Africa's Forgotten War

NO ONE paid much attention to a small gun battle in a remote part of the border between Ethiopia and Eritrea on May 6th last year. Eritrea said a group of its officers went, unarmed, to tell some Ethiopian officials they were on Eritrean territory; six of its officers were then shot dead. Ethiopia said there were casualties on both sides. No one imagined that a year later the two countries would have let the battle spread to a full-scale war that has cost tens of thousands of lives -- and will claim many more if the latest peace effort by the United Nations comes to nothing.

At the time, the two governments said little about the May 6th incident. Why should they? They were close allies. As rebel movements, they had fought side by side to overthrow Mengistu Haile Mariam, Ethiopia's dictator, in 1991. The two leaders, President Issaias Afwerki of Eritrea and Meles Zenawi, the prime minister of Ethiopia, are related. In the past, they had usually settled any problems with a quick telephone call.

The two men had kept in close touch after the defeat of Mr Mengistu in 1991. Two years later, they had finessed the independence of the province of Eritrea against the opposition of many Ethiopians. Moreover, they were sober, thoughtful men -- "new leaders of Africa", Bill Clinton had called them admiringly during his trip to Africa only a month before the incident. Surely they would not let it get out of hand?
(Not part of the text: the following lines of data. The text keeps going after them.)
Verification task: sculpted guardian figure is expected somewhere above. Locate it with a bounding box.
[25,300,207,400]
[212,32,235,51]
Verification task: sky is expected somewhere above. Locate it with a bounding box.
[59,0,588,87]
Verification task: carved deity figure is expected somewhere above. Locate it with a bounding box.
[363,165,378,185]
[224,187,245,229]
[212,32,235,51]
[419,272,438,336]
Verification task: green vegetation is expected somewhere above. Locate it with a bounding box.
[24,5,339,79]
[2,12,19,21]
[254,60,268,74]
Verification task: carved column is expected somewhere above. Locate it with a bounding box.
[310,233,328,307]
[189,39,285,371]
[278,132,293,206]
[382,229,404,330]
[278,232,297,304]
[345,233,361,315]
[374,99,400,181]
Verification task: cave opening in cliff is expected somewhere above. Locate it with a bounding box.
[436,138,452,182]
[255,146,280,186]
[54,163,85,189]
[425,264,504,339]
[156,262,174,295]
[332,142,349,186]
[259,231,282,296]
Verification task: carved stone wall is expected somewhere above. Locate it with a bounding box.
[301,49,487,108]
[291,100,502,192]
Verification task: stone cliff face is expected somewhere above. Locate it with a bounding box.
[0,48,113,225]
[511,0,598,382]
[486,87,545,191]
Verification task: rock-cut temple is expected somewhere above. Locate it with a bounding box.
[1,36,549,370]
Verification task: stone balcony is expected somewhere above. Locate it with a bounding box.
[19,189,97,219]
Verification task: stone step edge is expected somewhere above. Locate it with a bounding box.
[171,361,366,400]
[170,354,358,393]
But Mr Issaias made a huge mistake. He thought that a brisk showdown would make it clear to the Ethiopians that he would not be pushed around. It was the chance Mr Meles had been looking for -- a chance to prove that he was not a puppet of the Eritreans. Within a few days, the two countries were at war. On June 6th, each side bombed the other from the air, Ethiopia attacking the airport of Eritrea's capital, Asmara, and Eritrea attacking Mekele, hitting a school, accidentally.

In retrospect, it is clear that neither side expected to go to war. Indeed, Ethiopia had cut defence spending from $1.31 billion in 1991 to $124m in 1996 and had drawn up defence plans for all possible contingencies: war with Eritrea was not one of them. But both governments rapidly recruited and rearmed. Ethiopia doubled the size of its army to 200,000. Eritrea called up everyone not in an essential occupation.
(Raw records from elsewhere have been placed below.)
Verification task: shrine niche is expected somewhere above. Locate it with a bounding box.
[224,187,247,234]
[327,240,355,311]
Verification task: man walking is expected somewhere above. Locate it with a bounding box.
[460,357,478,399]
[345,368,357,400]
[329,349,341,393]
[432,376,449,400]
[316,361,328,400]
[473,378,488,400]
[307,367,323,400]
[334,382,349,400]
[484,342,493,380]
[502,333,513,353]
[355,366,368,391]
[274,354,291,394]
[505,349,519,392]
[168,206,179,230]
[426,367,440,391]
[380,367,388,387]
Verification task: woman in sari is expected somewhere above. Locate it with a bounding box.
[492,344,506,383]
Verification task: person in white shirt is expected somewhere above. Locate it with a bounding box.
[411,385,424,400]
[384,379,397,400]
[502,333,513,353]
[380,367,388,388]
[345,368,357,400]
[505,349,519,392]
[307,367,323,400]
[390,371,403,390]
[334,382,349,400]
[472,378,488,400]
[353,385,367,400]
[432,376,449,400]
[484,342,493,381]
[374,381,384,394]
America rushed to make peace between its friends. Though it failed, it did bring about a lull of several months, which the two countries used to shop for arms. Flashy fighter aircraft were soon on their way to the Horn of Africa from different parts of the former Soviet Union. Strategic points on the border were fortified with trenches and ramparts. Tank traps were dug and artillery batteries installed.
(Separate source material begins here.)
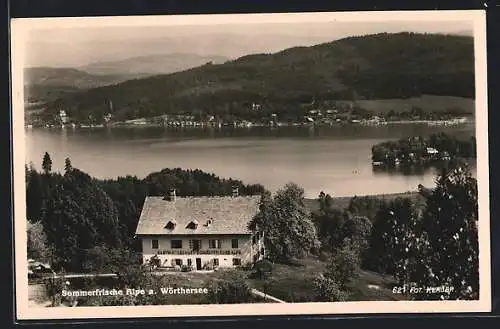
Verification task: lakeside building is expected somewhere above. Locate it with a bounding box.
[135,188,265,271]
Fighting resumed on February 6th, at Badme, where the first incident had occurred nine months earlier. Dozens of Ethiopian tanks and tens of thousands of men advanced across the valley towards the Eritrean trenches, where they met a barrage of artillery, mortar-and machinegun-fire. The Eritreans then came out of their trenches to try to surround the attackers in a pincer movement but were themselves caught in the open by a second Ethiopian wave. After three days of fighting in which thousands had been killed or wounded, the Eritreans were forced back some 20 kilometres (12 miles). A month later the Ethiopians tried the same tactics at Tsorona. This time the Eritreans stood firm. They destroyed at least 30 tanks and claim to have killed 10,000 Ethiopians in a 60-hour battle.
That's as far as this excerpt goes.